- Birth name: Radha Basnet
- Born: September 1929 Chisapani Gadhi, Makwanpur, Nepal
- Died: 2007 Kathmandu, Nepal
- Occupation: Singer

= Koili Devi =

Koili Devi Mathema (c. 1929–2007) was the first woman lyricist as well singer and composer in the Nepali music industry. She is also referred to as 'Cuckoo bird', a title derived from the meaning of her name 'Koili' in Nepali. It is apt with the description of the Cuckoo bird, known for a melodious and sweet voice. With the help of her aunt, she entered into the palace of Singh Sumsher JBR at the age of 11 years, as a helper. He referred to her as Koili after listening to her melodious voice, after which she became known as Koili Devi, the name that gave her success and fame. She used to sing and dance in the Singha Durbar. Around the year 2007 B.S., after the establishment of democracy in the country, she became an independent singer in Radio Nepal. She belongs to the first generation of Nepali singers who became professional singers. Her songs have also been used in several movies and dramas across the country.

==Personal life==
Koili Devi was originally named Radha Basnet, daughter of Nilam Basnet and Rambahadur Basnet in Chisapani Gadi, Makwanpur District. Although her name was Radha, she was known as Pantari when she was small, and she used the same name for enrolling in a local school in Makkhan tole in Kathmandu. Her mother died when she was only one year old. At the age of five she went to Kathmandu with her aunt (father's sister), who also taught her music. With the help of her aunt, she entered into the palace of Singh Sumsher JBR at the age of 11 years as a helper. He referred to her as koili after listening to her melodious voice, after which she became known as Koili Devi, the name that gave her success and fame.

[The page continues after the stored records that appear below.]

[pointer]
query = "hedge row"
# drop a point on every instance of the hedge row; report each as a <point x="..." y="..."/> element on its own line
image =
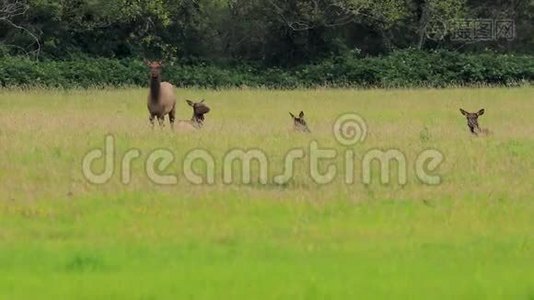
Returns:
<point x="407" y="68"/>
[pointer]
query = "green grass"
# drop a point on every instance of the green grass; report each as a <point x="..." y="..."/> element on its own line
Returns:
<point x="62" y="237"/>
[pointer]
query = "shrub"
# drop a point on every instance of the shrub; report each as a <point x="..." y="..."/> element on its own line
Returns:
<point x="407" y="68"/>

==Professional life and awards ==
She used to sing and dance in the [Singha Durbar] but around the year 2007 BS, after the establishment of democracy, she became an independent singer in Radio Nepal where had begun her music career. "Sansarko jhamela lagdacha kya yo mela" was her debut song recorded in 1950. She has lent her voice to over 4,000 songs, including modern and patriotic songs and albums like Sewa and Samarpan.

She was awarded with Radio Nepal's Best Musician Award, Subha Rayabhisek Padak, Gorkha Dakshin Bahu V, Chinnalata Music Award, among others. Mathema is also remembered for her lyrics and compositions. She has composed popular songs like "Jahi ra juhi phul mala gansi duwaile launla" and "Jindagi bhari nachuttine gari saino jodaunla".

Koili Devi Mathema died in Kathmandu on 21 December 2007, aged 78.